上)モンベル ストームクルーザー レインジャケット
下)モンベル スーパーストレッチ サイクルレインパンツ


トームクルーザーの方が、サイクルレインジャケットよりコスパもよく(ゴアテックスは消耗するため)、色も選べて軽量なので有難い。
色々考えて、手元や足元までの対策は及ばなかったが、今回の不安定な天気はひとまずこれで凌ぐことに。

 

・そういえば

フレッシュを初めて知ったのは、漫画「ろんぐらいだぁす!だった。

雛子から初めてフレッシュの話を聞いた亜美ちゃんのように、キラキラはせず、ただ何というか「とんでもねえ自転車の種目??もあるもんだな」と思った。

 

それが、3人でブルベの参加を重ねるうちに(それでも200kmばかりだったけど)、Tさんに出ちゃいなよ〜〜と言われての返事が絶対拒否ではなくなっていた。人生何が起こるかわからない。

 

昨年末、あすくさんとのぞみさんとライドをした時に、こっそりフレッシュの話をしたら、のぞみさんは「リアルろんぐらいだぁす!みたいだね!!」と言ってくれた。

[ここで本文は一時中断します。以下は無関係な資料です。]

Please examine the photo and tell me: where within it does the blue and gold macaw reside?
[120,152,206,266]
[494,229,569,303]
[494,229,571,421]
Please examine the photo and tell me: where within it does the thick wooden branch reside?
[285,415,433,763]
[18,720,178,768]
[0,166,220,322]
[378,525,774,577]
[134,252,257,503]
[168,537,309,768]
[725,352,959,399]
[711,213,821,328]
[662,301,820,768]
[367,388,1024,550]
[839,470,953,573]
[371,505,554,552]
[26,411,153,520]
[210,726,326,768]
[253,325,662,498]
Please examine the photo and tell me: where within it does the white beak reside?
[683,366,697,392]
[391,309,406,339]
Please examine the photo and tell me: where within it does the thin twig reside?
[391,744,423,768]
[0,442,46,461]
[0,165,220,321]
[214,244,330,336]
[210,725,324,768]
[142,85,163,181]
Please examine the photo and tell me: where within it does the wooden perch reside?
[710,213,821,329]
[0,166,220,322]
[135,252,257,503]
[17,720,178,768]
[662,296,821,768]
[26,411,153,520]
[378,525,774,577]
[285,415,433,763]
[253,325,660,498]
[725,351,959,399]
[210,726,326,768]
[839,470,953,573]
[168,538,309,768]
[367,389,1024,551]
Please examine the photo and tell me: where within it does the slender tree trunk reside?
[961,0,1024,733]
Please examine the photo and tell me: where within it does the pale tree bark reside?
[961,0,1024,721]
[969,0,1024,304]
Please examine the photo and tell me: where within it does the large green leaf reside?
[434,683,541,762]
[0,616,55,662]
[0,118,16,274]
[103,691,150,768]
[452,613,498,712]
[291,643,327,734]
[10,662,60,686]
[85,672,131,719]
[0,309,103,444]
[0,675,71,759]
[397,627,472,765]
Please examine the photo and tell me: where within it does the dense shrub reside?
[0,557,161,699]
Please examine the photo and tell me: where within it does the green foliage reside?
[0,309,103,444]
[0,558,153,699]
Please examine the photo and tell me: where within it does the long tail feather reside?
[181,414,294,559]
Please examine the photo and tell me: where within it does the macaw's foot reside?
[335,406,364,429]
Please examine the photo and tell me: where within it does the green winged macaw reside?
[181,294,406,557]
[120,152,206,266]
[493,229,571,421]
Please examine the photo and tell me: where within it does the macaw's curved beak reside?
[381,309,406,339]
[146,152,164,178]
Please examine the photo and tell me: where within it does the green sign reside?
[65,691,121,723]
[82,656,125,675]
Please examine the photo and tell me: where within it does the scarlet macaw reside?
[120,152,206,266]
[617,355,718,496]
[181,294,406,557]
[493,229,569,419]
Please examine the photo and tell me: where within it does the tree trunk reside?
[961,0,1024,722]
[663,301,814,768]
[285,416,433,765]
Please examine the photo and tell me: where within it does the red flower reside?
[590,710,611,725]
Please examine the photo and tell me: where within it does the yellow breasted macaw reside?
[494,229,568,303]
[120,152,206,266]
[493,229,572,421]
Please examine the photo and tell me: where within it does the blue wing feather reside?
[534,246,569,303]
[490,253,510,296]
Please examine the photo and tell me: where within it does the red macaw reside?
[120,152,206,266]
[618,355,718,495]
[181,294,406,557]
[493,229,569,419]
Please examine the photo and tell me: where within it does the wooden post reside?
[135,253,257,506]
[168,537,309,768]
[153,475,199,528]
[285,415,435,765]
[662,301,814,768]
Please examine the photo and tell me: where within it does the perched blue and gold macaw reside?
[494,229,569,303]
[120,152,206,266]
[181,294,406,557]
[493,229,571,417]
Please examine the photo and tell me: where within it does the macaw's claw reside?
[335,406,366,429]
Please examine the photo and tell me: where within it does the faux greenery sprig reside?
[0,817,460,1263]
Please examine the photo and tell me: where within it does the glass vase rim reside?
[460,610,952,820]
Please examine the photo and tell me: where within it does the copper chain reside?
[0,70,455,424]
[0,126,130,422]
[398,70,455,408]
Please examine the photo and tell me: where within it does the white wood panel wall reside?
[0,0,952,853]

すでにフレッシュの先輩だったあすくさんも、すごく応援してくれた。

 

実際はリアルろんぐらいだぁす!というより、弱虫ペダル腐女子の珍道中になってしまったが、フレッシュの話を書いていると、この日の嬉しくて照れた気持ちをめちゃくちゃ思い出す。

 

 

そんなわけで、紆余曲折の事前準備を整えて、あとは大荷物を抱えて現地入りを果たすのみとなった。